Laurie J. Storey-Manseau: I often mentor my staffers on keeping their personal lives ahead of their professional lives. That is, I’m often telling them to set their priorities around their families, not their work. You can always get a job, but if you screw up your kids or your marriage, that’s damage that lasts forever…and ever.

How does being a mom help you at work?

Linda Naerheim: It gives me patience with rude or unprofessional people that I didn’t have before.

Kimberly Oster Holstein: Being a mom is incredible training for the office and building a team.

Marianne Cursetjee: Time management!!! The never ending barrage of things to do (piano lessons, soccer, school, Meals On Wheels driving) has really made it imperative that I manage my time and decide which items to take care of and which items are going to fall off my plate.

Beth Feldman: You don’t take everything so seriously. If no one is crying or bleeding, it can’t be that bad.

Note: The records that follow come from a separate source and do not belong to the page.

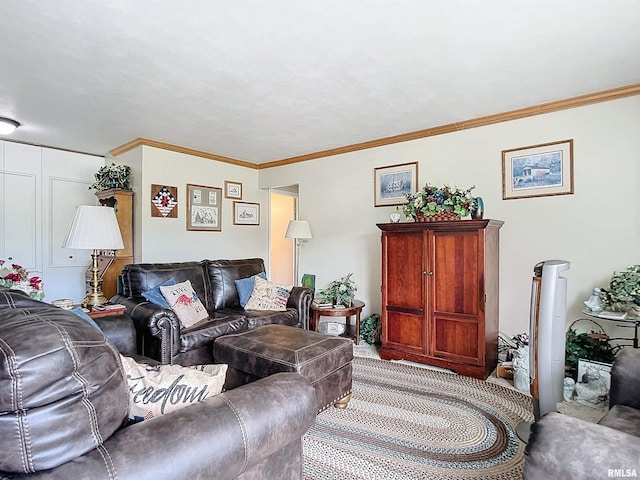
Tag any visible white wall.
[259,96,640,336]
[116,146,269,263]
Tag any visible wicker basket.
[416,212,460,222]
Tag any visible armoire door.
[382,231,427,353]
[429,230,484,365]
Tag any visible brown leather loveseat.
[0,287,316,480]
[112,258,313,365]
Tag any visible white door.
[269,189,298,285]
[0,142,42,276]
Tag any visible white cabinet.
[0,141,105,303]
[0,142,42,275]
[42,148,104,303]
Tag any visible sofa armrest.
[111,295,180,364]
[524,413,640,480]
[94,314,136,355]
[609,348,640,410]
[3,373,316,480]
[287,287,313,330]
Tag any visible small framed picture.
[224,180,242,200]
[502,140,573,200]
[187,184,222,232]
[301,273,316,293]
[374,162,418,207]
[233,202,260,225]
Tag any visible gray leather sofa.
[0,287,316,480]
[112,258,313,365]
[524,348,640,480]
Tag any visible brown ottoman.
[213,325,353,412]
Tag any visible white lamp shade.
[62,205,124,250]
[284,220,313,238]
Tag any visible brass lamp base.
[82,249,108,310]
[82,291,108,310]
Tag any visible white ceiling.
[0,0,640,163]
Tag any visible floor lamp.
[62,205,124,309]
[284,220,312,285]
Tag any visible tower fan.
[516,260,569,442]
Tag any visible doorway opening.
[269,185,298,285]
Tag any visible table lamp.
[62,205,124,309]
[284,220,312,285]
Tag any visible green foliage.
[565,329,620,381]
[402,183,476,218]
[360,313,380,345]
[600,265,640,312]
[89,163,131,192]
[318,273,358,307]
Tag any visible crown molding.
[109,83,640,170]
[109,137,258,169]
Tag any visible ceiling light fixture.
[0,117,20,135]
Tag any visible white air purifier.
[517,260,569,442]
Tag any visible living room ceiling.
[0,0,640,164]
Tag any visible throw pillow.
[160,280,209,328]
[235,272,267,307]
[244,277,293,311]
[120,355,227,420]
[142,277,176,309]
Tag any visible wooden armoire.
[378,220,503,379]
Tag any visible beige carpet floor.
[353,341,608,423]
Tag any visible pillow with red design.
[160,280,209,328]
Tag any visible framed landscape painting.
[233,202,260,225]
[502,140,573,200]
[374,162,418,207]
[187,184,222,232]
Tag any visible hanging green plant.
[564,322,620,381]
[89,163,131,192]
[360,313,381,345]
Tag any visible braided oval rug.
[303,357,533,480]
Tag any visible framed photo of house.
[374,162,418,207]
[187,184,222,232]
[224,180,242,200]
[233,202,260,225]
[502,140,573,200]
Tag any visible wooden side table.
[310,300,364,345]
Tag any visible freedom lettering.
[127,375,209,414]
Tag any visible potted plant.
[402,183,476,221]
[0,260,44,300]
[89,163,131,192]
[600,265,640,316]
[318,273,358,307]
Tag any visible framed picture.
[301,273,316,293]
[233,202,260,225]
[187,184,222,232]
[151,185,178,218]
[224,180,242,200]
[374,162,418,207]
[502,140,573,200]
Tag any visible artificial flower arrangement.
[511,332,529,348]
[89,163,131,192]
[600,265,640,315]
[0,260,44,300]
[318,273,358,307]
[402,183,476,219]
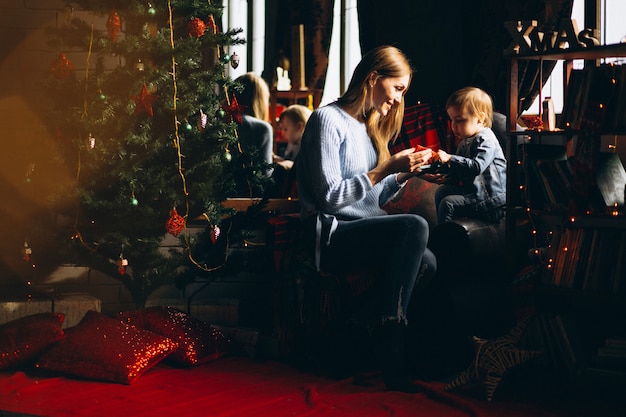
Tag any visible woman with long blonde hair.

Tammy Apana: Being a working mom has enabled me to become more patient. Motherhood has taught me that at any given moment, your plans can change.

How does working help you as a mom?

Gabrielle DeSantis-Cummings: I get to show my kids that by working hard and working smart you can build any dream you want to dream.

Julie Languille: It lets me see parenting as problem solving and helping my children build their competence and confidence rather than doing things for them. Sometimes they need to struggle to grow and that is an important part of the process of growing up.

And special attention to this lovely chart by Joyce Bone that makes very clear the obvious parallels between motherhood and running a business

Getting kids to school on time = Meeting deadlines
Breaking up sibling fights = Managing employees
Setting up playdates = Working with outside companies
Teaching Household Chores = Delegating
Paying allowances for chores = Accounts payable

As for me, the gifts from my own mother and daughter are too many to count. They all center around knowing that if you keep trying, eventually it works. (And the lovely metaphor of that bad “mommy moment” when I put her at the top of a ski hill, told her I’d meet her at the bottom and sped up on my way down so as not to hear her yelling at me. But she’s a great skier now.) And that I don’t ever want to miss a ballet recital, no matter what.

But more than that, being a mother gives me a direct connection to the future. That everything I do creates the world my daughter will live in. Whether it’s creating a company that serves the greater good, or raising a child to grow into an adult who understands the power and potential in life – it gives me perspective on what matters. And that makes me want to try even harder.